I think it is because people do want to believe they are so bad they would never choose God unless something changed in them. Since our very nature is all about ourselves we do not want to think of ourselves as limited somehow. Also it seems that many reformed people do alot of harm when they first understand the doctrines of grace. That is how the reformed view is mistaken most of the time. I have seen alot of arguing between both camps and you do not even see the name of Jesus spoken of. I treasure what God has taught me through others on the reformed view but I know see that if we do not come across with love we are not able to share the truths we know to others. If we cannot say something or do something for the glory of God we should not do it at all! I know in my case it would of been better if I was not allowed to talk about the reformed views for atleast a year after I first knew them.

As to'systematic theology' people do not want to take the Bible literal. They want to be able to pick and choose what to believe based on their views. It seem people want to have some type of new information that makes them look smart in a sense then others!
 
A friend of mine who attended a reformed seminary said he's not reformed partly because this view presents God as a less-loving, angry deity out to get us only to be held back by His Son.

Sometimes the way people expound the atonement does give that impression; but a proper Scriptural presentation emphasizes that the atonement is the effect of the love of God.

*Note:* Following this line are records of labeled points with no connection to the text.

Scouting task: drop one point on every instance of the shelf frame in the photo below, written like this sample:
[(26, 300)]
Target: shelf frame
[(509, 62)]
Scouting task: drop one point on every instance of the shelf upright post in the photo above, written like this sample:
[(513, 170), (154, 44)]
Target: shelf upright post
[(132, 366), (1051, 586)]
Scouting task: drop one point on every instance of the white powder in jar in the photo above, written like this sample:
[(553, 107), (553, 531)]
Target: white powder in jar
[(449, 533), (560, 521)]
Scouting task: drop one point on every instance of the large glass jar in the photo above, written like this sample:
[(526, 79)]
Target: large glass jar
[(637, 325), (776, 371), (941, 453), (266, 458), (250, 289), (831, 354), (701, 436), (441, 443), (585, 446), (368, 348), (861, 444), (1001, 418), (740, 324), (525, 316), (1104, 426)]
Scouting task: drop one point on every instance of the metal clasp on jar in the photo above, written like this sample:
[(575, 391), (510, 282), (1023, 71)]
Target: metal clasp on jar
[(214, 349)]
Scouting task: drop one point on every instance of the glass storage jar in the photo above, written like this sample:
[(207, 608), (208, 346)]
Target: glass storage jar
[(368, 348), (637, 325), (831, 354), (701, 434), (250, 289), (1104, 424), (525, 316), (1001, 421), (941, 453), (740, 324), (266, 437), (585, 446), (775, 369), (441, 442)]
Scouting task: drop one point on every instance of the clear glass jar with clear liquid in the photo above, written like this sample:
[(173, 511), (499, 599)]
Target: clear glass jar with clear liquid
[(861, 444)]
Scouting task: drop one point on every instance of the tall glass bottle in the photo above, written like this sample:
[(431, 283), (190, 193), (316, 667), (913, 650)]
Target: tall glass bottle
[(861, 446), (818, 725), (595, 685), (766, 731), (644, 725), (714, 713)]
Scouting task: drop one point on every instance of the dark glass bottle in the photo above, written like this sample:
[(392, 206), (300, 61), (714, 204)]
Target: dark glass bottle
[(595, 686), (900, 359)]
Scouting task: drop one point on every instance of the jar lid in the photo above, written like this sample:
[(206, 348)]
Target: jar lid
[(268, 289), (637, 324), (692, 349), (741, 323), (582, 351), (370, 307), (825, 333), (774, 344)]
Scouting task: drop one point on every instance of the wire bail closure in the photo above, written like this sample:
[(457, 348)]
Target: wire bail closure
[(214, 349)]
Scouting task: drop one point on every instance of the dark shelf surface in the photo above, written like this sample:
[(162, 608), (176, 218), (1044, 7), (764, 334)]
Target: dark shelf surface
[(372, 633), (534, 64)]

This is maintained in the classically Reformed view (held up as such, for instance, by Dickson in Truth's Victory Over Error) that Christ is not the cause of election.
 
A friend of mine who attended a reformed seminary said he's not reformed partly because this view presents God as a less-loving, angry deity out to get us only to be held back by His Son.

Sometimes the way people expound the atonement does give that impression; but a proper Scriptural presentation emphasizes that the atonement is the effect of the love of God. This is maintained in the classically Reformed view (held up as such, for instance, by Dickson in Truth's Victory Over Error) that Christ is not the cause of election.

Well noted, Ruben. It sounds like the individual has been exposed to an Amyraldian-type theology which teaches what Hugh Martin called "a covenant of reasonless, arbitrary and capricious judgment."